Posted: 2013 Mar 12 (Tue) 01:28 UTC
The molasses spree continues. Actually, I wanted to play around with potato flour some more, too. What better way to do both than combine them with some rye flour and caraway? I've been putting potato flour in my pizza dough with a bunch of other things, and it's been going well. During mixing, it starts to look like mashed potatoes until I add other things, but it always ends well. Here are the complete ingredients:
As usual, I only add most of the flour, the salt, and the oil on Day 2. Day 1 is water, yeast, sugar things (molasses), and some flour. I want wild yeast to jump on in with my store-bought yeast which is why it's a two-day affair. I went crazy this time and added caraway in on Day 1. I don't think that was a good idea. It distributed the taste too much. It's hard to describe. I should only add it on Day 2. I also think molasses was a bad call. I'll leave it out next time to see how it goes.
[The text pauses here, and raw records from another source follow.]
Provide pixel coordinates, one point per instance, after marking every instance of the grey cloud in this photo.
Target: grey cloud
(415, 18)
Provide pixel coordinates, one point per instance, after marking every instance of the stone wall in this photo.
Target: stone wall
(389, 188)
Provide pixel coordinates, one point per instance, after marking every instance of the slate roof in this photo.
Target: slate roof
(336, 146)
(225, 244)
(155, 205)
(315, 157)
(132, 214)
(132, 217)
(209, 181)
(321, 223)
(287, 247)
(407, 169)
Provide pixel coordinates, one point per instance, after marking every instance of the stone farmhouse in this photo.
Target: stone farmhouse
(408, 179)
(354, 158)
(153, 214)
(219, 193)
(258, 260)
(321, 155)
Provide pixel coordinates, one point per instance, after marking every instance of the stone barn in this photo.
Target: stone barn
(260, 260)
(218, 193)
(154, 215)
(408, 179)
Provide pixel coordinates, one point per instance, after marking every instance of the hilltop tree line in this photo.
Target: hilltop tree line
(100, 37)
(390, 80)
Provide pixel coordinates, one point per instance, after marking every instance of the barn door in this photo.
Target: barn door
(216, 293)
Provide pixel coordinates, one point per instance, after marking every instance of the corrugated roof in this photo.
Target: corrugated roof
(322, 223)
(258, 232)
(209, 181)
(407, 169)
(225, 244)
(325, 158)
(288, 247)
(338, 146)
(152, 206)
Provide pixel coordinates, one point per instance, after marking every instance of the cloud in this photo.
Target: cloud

I did some basic math and reasoned I needed just a little more salt than 1.5 tsp, my usual. Salt, to a point, makes bread less bland. When I bake, the only things I measure are water, yeast, and salt. With an overnight rise, the amount of yeast isn't even that important. But the water and salt should be in good proportion to each other. As for flour, I just add it until it looks and feels right.
Read other posts for cooking method. Nothing new there. The potato flour seems to suck up water a lot more than grain flour, so the bread ended up being smaller. That would explain why it started to darken sooner than expected. (I think.) In any case, it isn't burned, but the taste is a bit weird. Still tasty, of course.